结果:我们确定了147例患者(50%为男性,中位年龄8岁),来自151名个体的P/LPSYNGAP1变异,数据可通过数据库获得。109个是截断变体,22个是错义。所有患者均被诊断为整体发育迟缓(GDD)和/或ID,123例患者(84%)被诊断为癫痫。在那些患有癫痫的人中,73%的患者在诊断癫痫之前就诊断出了GDD。其他突出特征包括自闭症特征(n=100,68%),行为问题(n=100,68%),睡眠问题(n=90,61%),焦虑(n=35,24%),共济失调或步态异常(n=69,47%),感觉问题(n=32,22%),和喂养困难(n=69,47%)。在那些被诊断为焦虑(比值比[OR]3.6,p=.014)和睡眠问题(OR2.41,p=.015)的患者中,行为问题更可能发生,但不一定具有自闭症特征的患者。
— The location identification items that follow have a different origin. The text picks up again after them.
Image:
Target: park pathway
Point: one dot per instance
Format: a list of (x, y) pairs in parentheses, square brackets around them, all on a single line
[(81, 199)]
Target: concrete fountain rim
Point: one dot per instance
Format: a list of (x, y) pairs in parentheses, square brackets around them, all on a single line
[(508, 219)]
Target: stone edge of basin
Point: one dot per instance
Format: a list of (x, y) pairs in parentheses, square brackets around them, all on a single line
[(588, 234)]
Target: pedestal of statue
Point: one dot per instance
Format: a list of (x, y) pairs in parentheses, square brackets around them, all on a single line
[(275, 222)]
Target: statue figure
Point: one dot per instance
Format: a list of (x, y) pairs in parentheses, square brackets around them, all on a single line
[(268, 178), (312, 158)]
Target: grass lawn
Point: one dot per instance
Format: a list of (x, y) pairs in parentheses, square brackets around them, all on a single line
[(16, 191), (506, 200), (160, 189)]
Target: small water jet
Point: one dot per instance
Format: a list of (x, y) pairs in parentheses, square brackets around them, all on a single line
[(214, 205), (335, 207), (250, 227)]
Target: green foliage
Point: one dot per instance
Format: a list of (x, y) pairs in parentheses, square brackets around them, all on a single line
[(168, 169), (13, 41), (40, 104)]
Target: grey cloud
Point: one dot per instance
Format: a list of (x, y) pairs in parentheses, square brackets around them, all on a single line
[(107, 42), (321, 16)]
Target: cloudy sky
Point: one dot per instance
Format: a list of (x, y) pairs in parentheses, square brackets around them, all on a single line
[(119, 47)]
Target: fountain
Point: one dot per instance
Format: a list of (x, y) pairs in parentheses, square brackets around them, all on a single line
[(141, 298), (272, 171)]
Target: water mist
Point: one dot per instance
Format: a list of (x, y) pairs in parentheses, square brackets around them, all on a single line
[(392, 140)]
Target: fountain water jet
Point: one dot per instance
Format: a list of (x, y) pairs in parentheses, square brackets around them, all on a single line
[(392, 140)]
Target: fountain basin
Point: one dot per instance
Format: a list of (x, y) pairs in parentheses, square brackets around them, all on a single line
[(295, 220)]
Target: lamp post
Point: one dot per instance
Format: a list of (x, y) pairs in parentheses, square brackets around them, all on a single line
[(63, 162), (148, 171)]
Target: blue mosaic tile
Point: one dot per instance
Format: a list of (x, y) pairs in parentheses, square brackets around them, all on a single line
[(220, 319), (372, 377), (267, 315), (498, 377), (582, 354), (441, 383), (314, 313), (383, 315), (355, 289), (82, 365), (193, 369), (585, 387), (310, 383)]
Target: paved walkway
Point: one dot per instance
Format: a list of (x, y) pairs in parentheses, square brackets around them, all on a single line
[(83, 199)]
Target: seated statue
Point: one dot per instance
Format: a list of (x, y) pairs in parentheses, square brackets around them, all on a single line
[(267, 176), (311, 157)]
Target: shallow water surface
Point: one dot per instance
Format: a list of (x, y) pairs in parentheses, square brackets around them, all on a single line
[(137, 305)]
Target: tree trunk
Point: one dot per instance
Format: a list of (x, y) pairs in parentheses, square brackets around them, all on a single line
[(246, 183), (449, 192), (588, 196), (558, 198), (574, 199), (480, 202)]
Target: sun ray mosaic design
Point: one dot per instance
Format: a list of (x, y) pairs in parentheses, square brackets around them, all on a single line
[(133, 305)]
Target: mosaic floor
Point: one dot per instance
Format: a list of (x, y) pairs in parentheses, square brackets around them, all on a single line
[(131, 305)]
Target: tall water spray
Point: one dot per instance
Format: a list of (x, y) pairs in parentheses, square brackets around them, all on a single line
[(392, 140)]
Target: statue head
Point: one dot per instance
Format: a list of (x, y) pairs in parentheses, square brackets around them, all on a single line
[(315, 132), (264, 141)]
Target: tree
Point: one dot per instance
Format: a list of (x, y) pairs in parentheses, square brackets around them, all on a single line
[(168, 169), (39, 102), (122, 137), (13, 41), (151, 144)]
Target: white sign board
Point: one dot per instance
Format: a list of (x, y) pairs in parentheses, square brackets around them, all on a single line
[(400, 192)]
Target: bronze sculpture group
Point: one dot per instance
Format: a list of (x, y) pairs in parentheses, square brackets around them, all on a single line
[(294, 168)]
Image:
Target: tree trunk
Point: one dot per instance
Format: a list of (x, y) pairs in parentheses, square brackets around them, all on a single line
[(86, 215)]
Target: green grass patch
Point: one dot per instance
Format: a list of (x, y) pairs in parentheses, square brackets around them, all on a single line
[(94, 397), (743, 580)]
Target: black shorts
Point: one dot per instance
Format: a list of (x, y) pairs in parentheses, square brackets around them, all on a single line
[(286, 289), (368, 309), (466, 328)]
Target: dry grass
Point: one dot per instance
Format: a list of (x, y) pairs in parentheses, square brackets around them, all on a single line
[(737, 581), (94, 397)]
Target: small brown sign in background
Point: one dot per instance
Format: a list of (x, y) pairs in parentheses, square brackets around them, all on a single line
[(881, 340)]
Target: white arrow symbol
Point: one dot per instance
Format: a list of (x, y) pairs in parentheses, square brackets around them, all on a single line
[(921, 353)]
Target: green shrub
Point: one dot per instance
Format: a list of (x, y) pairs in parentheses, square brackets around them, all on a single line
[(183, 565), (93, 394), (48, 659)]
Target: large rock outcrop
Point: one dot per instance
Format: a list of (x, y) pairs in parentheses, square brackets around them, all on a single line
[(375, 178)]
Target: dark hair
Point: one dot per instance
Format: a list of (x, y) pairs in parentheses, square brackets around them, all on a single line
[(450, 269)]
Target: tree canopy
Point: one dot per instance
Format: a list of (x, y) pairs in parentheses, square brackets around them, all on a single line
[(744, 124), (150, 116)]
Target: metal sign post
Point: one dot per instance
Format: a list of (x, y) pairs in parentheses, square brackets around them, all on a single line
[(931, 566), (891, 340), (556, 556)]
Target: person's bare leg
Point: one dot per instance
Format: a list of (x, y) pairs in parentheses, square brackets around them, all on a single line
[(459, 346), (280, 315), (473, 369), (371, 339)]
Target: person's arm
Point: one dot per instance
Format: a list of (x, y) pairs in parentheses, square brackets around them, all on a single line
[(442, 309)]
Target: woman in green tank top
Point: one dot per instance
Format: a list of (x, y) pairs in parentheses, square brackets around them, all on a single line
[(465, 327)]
外显子1-4变异的患者比外显子5-19变异的患者更有可能用短语说话,并且在SH3结合基序变异的患者中癫痫的发生率较低。
结论:我们证明,从数字注册获得的数据概括了早期但较小的SYNGAP1相关疾病的研究,并增加了其他基因型-表型关系,验证数字注册表的使用。通过数字登记处访问数据扩大了有效收集罕见疾病数据的可能性。
方法:我们从在线注册表中获得了去识别的患者数据。从上传的医疗记录中提取数据。我们使用美国医学遗传学学院标准对所有SYNGAP1变异进行了重新分类,并纳入了具有致病性/可能致病性(P/LP)单核苷酸变异或微缺失掺入SYNGAP1的患者。我们分析了神经发育表型,包括癫痫,智力残疾(ID),自闭症谱系障碍(ASD),行为障碍,在SynGAP1蛋白的变异类型和位置方面,所有患者的步态功能障碍。
结果:我们确定了147例患者(50%为男性,中位年龄8岁),来自151名个体的P/LPSYNGAP1变异,数据可通过数据库获得。109个是截断变体,22个是错义。所有患者均被诊断为整体发育迟缓(GDD)和/或ID,123例患者(84%)被诊断为癫痫。在那些患有癫痫的人中,73%的患者在诊断癫痫之前就诊断出了GDD。其他突出特征包括自闭症特征(n=100,68%),行为问题(n=100,68%),睡眠问题(n=90,61%),焦虑(n=35,24%),共济失调或步态异常(n=69,47%),感觉问题(n=32,22%),和喂养困难(n=69,47%)。在那些被诊断为焦虑(比值比[OR]3.6,p=.014)和睡眠问题(OR2.41,p=.015)的患者中,行为问题更可能发生,但不一定具有自闭症特征的患者。外显子1-4变异的患者比外显子5-19变异的患者更有可能用短语说话,并且在SH3结合基序变异的患者中癫痫的发生率较低。
结论:我们证明,从数字注册获得的数据概括了早期但较小的SYNGAP1相关疾病的研究,并增加了其他基因型-表型关系,验证数字注册表的使用。通过数字登记处访问数据扩大了有效收集罕见疾病数据的可能性。